A coronavirus related to SARS-CoV-2 has been isolated from Malayan pangolins illegally imported into Guangdong province. It is not the precursor of SARS-CoV-2, but comparison of viral genome sequences provides further evidence that the virus currently infecting humans was not produced in a laboratory.
There are two important sequences in the viral spike glycoprotein (pictured) that are important for tracing the origin of SARS-CoV-2: a furin cleavage site (discussed last week) and the receptor binding domain (RBD).
The results of experiments in cells in culture have shown that the SARS-CoV-2 spike glycoprotein binds the cell receptor ACE2. Six amino acids in the RBD are critical for binding to this receptor. Five of these six amino acids differ in the RBD of SARS-CoV-2 compared with sequence from the bat virus RaTG13, the most closely related virus. The SARS-CoV-2 spike glycoprotein binds ACE2 with high affinity, an outcome not predicted by computational analysis of the RBD sequence. If someone were to engineer an RBD into a bat SARS-like CoV to allow efficient infection of human cells, they would not use the amino acid sequence in the SARS-CoV-2 spike. Rather the specific sequence was likely selected during replication in cells with human-like ACE2.
As discussed previously, the furin cleavage site in the SARS-CoV-2 spike is not present in the bat virus RaTG13. Its acquisition could allow enhanced infection of human cells. In addition to the furin cleavage site, an extra proline is also present, a change predicted to lead to the addition of O-linked glycans in the vicinity. If someone were to engineer the furin cleavage site into the spike, it is not likely that the extra proline would have been included. Furthermore, the addition of such glycans typically occurs under immune selection.

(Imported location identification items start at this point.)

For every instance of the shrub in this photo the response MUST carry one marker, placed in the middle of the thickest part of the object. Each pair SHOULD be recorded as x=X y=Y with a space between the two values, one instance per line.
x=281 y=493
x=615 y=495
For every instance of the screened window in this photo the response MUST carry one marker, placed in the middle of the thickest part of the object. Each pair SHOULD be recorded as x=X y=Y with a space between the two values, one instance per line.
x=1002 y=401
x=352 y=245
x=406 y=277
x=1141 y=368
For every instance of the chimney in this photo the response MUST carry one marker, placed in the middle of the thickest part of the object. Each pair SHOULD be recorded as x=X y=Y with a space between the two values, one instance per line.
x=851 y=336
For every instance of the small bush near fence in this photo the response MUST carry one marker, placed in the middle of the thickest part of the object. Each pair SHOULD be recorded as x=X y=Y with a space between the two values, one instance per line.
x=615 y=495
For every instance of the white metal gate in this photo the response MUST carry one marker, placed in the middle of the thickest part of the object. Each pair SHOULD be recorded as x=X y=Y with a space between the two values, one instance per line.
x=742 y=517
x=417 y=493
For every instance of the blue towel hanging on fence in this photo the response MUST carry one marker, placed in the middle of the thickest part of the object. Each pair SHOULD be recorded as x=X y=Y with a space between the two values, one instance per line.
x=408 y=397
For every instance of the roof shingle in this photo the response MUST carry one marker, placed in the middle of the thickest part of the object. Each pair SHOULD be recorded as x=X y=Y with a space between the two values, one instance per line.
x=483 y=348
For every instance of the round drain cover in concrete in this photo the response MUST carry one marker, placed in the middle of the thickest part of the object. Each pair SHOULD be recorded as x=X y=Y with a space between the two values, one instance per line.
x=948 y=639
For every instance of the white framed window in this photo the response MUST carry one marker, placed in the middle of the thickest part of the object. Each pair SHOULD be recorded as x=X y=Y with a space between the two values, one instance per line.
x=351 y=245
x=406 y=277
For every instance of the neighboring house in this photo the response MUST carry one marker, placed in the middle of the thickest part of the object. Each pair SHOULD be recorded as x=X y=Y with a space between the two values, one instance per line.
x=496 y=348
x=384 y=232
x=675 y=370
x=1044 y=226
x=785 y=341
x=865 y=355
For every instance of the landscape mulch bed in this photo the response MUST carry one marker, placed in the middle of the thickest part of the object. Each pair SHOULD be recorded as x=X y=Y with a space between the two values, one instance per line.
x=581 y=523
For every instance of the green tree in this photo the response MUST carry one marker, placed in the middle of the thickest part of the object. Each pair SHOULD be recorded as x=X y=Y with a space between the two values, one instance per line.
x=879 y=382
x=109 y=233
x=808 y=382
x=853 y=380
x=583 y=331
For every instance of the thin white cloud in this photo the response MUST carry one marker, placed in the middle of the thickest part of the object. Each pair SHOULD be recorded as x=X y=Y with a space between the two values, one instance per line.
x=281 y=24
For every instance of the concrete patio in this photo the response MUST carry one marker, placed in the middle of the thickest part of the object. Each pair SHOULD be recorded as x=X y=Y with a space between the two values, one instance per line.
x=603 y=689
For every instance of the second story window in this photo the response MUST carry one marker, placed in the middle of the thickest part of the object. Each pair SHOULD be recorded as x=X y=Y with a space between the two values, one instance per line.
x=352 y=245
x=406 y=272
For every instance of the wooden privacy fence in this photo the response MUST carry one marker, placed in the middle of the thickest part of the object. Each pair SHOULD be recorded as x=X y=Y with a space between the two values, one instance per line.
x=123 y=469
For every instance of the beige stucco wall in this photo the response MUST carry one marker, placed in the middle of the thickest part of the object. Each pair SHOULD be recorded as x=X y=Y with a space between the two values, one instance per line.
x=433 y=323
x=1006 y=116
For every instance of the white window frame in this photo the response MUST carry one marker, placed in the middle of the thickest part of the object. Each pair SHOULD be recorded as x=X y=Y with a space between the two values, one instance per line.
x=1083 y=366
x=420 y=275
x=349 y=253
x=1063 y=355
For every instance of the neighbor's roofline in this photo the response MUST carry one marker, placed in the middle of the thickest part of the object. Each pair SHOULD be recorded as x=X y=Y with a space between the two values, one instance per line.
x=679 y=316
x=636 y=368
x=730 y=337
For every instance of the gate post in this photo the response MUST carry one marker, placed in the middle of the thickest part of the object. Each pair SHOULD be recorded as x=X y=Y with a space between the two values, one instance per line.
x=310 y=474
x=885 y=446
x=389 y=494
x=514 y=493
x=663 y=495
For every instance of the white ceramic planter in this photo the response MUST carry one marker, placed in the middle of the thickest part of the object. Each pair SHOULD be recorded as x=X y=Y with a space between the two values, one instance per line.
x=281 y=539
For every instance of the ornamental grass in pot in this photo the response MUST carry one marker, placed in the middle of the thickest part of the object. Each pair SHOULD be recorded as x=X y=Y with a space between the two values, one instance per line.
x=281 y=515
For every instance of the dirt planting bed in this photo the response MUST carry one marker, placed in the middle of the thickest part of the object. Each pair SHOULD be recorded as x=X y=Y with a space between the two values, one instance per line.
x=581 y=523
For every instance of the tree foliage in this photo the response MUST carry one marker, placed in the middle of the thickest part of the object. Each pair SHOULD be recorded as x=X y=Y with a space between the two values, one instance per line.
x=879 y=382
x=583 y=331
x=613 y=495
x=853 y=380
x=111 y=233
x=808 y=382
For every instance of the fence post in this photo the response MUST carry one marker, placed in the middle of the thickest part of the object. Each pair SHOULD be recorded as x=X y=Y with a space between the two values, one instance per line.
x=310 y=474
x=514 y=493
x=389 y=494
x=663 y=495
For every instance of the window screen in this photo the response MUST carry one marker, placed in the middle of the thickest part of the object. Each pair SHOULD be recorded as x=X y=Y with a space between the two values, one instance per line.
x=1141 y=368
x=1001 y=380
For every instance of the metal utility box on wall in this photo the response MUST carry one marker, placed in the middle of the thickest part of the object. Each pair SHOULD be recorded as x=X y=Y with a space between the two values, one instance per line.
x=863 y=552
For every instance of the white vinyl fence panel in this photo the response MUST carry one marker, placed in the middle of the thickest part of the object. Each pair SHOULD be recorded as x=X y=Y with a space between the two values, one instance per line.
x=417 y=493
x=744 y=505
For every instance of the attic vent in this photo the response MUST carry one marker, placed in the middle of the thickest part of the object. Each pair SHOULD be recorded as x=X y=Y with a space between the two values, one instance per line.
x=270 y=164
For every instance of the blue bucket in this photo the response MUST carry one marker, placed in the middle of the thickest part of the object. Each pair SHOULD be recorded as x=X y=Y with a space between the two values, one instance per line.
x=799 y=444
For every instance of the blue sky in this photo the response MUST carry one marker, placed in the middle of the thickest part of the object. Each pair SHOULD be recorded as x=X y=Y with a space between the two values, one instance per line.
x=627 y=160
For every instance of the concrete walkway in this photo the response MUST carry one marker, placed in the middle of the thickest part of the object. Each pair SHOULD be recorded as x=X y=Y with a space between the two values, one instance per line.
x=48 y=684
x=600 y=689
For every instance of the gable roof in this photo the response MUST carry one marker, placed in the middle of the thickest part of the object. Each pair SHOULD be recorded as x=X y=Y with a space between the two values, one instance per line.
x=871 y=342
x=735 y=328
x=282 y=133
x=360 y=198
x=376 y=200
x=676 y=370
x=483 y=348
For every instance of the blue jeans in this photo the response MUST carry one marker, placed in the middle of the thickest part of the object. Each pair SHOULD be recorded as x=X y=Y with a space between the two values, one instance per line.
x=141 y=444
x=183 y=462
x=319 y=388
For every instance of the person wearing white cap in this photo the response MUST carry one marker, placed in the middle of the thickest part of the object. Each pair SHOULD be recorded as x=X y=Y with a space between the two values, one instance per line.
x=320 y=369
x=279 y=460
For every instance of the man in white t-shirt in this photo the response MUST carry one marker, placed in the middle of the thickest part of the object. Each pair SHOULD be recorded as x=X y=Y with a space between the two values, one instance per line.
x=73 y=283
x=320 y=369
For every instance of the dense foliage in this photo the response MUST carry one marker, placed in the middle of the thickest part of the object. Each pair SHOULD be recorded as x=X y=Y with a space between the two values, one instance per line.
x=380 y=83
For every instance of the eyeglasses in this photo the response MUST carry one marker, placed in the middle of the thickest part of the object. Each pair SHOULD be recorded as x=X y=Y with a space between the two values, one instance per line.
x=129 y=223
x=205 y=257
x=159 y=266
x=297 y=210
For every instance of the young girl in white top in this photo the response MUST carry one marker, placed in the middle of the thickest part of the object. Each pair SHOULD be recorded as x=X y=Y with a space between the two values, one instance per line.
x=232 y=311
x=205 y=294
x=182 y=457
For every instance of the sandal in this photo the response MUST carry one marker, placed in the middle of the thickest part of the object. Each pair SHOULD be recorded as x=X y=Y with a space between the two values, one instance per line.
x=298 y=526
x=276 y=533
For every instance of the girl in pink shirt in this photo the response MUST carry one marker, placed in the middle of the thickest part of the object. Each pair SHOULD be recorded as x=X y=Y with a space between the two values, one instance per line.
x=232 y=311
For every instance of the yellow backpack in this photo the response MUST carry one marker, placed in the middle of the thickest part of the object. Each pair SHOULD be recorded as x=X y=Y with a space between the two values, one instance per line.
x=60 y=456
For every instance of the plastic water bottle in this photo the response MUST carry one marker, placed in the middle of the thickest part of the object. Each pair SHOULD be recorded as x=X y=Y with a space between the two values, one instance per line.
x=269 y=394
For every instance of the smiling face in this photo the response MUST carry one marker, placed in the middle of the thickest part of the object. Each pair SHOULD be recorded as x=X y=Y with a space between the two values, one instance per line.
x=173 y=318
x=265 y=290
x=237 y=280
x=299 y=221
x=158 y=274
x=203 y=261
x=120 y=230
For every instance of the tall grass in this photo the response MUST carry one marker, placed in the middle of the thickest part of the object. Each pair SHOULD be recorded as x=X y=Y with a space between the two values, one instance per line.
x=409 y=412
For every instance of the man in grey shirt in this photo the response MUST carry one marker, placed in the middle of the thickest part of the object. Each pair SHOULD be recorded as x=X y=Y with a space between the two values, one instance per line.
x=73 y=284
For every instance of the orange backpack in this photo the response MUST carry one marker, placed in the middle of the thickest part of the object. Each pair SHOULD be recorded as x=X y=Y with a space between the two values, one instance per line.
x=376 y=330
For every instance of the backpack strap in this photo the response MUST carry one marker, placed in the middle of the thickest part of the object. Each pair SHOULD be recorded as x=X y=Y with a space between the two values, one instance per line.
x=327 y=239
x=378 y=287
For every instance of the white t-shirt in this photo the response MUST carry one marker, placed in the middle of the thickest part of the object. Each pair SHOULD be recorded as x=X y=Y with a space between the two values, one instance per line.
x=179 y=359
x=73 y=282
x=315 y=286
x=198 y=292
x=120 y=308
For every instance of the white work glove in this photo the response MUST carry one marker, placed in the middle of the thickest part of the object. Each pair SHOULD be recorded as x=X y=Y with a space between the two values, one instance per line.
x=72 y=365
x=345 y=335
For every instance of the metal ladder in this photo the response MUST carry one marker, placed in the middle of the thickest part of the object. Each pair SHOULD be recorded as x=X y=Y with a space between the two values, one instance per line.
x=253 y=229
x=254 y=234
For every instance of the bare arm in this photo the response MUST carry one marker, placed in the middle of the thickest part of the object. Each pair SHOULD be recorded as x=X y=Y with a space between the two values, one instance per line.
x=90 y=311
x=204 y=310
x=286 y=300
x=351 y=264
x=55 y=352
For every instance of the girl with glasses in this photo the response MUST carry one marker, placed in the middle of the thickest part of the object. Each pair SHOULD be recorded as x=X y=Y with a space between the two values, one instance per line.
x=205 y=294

The genome sequences of CoVs recently isolated from pangolins are not close enough to SARS-CoV-2 to have been its immediate progenitor. However, the RBD of these pangolin CoVs are identical to that of SARS-CoV-2 at 6 of 6 of the key amino acids discussed above. This observation indicates that passage of CoV in a host with human-like ACE2 could select for a RBD with high-affinity binding. Such passage could also select for insertion of the furin cleavage site, which is not present in pangolin CoVs. Once a virus with the appropriate RBD and furin cleavage site arose in an animal – a bat or intermediate host – it would then replicate once introduced into humans.
Another possibility is that viruses with the correct RBD have been repeatedly jumping into humans, but efficient human to human transmission was not established until the acquisition of the furin cleavage site. Such is the scenario with MERS-CoV, which has jumped multiple times from camels to humans, but each chain of infection is short and soon ends. The virus has never become established in humans because the required mutations have not entered the viral genome. Serological surveys specific for SARS-CoV-2 might test this hypothesis for its emergence.
Could laboratory passage of a bat SARS-like virus lead to isolation and accidental emergence of SARS-CoV-2? This scenario would require starting with a virus that is very close to the current isolates. Passage in cell culture might have selected for the RBD amino acid changes to enable high affinity ACE2 binding. However this virus would have had to be very similar to SARS-CoV-2, and no such isolate is known to be present in any laboratory. Selection of viruses with a furin cleavage site would likely have taken extensive passaging in cells. Finally, it is unlikely that the O-linked glycan addition site would have emerged without immune pressure, which is absent in cell cultures.
Proving or disproving any of these hypotheses for the emergence of SARS-CoV-2 might never be possible. Nevertheless, isolation of SARS-like viruses from a variety of animals might help to clarify the steps to emergence in humans. For MERS-CoV, a priority should be to prevent human infections, perhaps by immunizing camels, to avoid the emergence of another epidemic CoV with sustained transmission in humans.